Though use of elemental mercury (Hg) is industrially and commercially regulated, since hazardous waste continues to be generated, research on hazardous waste treatment methods should go on. The U.S. environmental protection agency designates a method of treating mercury according to Land Disposal Restriction (LDR) regulations and then disposing of it in a landfill.
Mercury is an element which can not be decomposed, but it may be transformed into another form that is least harmful to the environment after disposal. Examples of mercury waste include elemental mercury, and solids, waste, soil, deposits and sludge contaminated by mercury.

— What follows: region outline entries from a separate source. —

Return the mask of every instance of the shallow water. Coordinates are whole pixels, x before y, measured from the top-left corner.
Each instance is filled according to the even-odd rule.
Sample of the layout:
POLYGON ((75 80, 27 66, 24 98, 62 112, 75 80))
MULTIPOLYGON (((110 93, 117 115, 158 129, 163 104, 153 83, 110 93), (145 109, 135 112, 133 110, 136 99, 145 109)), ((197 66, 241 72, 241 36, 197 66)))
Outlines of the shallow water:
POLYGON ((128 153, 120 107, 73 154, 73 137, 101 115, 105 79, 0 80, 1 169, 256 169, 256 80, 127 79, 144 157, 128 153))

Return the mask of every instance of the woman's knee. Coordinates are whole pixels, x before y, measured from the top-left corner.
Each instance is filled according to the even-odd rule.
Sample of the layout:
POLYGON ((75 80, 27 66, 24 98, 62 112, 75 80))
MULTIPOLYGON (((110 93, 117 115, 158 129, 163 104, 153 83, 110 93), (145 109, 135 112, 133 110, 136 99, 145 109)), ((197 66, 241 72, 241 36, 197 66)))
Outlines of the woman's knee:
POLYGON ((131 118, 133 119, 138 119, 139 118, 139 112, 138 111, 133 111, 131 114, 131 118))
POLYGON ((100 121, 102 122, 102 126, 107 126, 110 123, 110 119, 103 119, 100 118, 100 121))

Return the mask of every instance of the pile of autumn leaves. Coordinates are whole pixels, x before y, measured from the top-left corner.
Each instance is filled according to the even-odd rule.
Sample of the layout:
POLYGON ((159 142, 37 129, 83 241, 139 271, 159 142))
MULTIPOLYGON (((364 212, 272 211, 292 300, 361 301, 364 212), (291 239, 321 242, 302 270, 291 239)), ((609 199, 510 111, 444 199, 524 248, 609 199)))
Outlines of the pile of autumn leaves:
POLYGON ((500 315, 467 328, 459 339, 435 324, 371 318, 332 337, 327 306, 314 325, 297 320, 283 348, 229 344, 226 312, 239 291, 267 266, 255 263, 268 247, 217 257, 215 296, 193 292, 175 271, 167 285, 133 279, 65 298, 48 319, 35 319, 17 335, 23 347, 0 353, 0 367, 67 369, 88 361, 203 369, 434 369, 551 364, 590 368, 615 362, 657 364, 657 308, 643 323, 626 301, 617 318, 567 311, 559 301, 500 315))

Elemental mercury collected from mercury waste reacts with sulfur to produce fine mercury sulfide (HgS) powder, which has a melting point of 583.5° C. and a very low solubility of 2.0×10−49. However, since it is impossible to dispose of the powdery mercury sulfide or to store it due to risk of dispersion, it has been stored in air-tight containers or disposed of after being hardened using a solidifying agent (e.g., cement). Generally, elemental mercury reacts with a large amount of sulfur for reacting more rapidly. Conventional art uses sulfur that has an about 6-fold higher molar ratio and the same weight as elemental mercury. After reaction, a mixture of mercury sulfide (HgS) and remaining sulfur are left over. Since the remaining sulfur is difficult to separate from the mercury sulfide (HgS), in the conventional art, a mixture itself thereof was solidified with cement and then disposed of, and therefore, the waste mixture has significantly increased weight and volume. When mercury melts in a liquid, mercury sulfide (insoluble material) can be prepared using sulfur or sulfide and separated by filtering so that the mercury sulfide can be isolated for solidification. However, it is very difficult to induce direct reaction of elemental mercury which is collected from solid waste using thermal extraction and condensed, with sulfur, and then separate the elemental mercury from the sulfur for solidification.
Another method for disposal of elemental mercury is a method using sulfur polymer cement (SPC). SPC is a thermoplastic material consisting of 95 wt % elemental sulfur, 5 wt % organic modifiers, dicyclopentadiene and oligomers of cyclopentadiene. SPC melts at about 120° C. and then is solidified by cooling at below the temperature.
According to the method using SPC, firstly, SPC having a size capable of passing through a 60-mesh sieve is prepared using a ball mill and then reacts with elemental mercury. Subsequently, a large amount of the SPC reacts with the elemental mercury to form a mercury sulfide compound. Then, the compound is heated up to 120° C. Accordingly, the compound completely melts into a liquid, and then a hard solidified product is prepared by cooling the melted compound. Here, for further stabilization, a small amount of sodium sulfide nonahydrate (Na2S.9H2O) may be added. SPC is generally harder and more stable than cement, so it represents excellent physical characteristics. However, SPC is a patented material which can only be obtained under license.
Thus, development of a novel treatment method to stabilize and (or) solidify elemental mercury is a matter of urgency, considering the need for original technology and export of the same.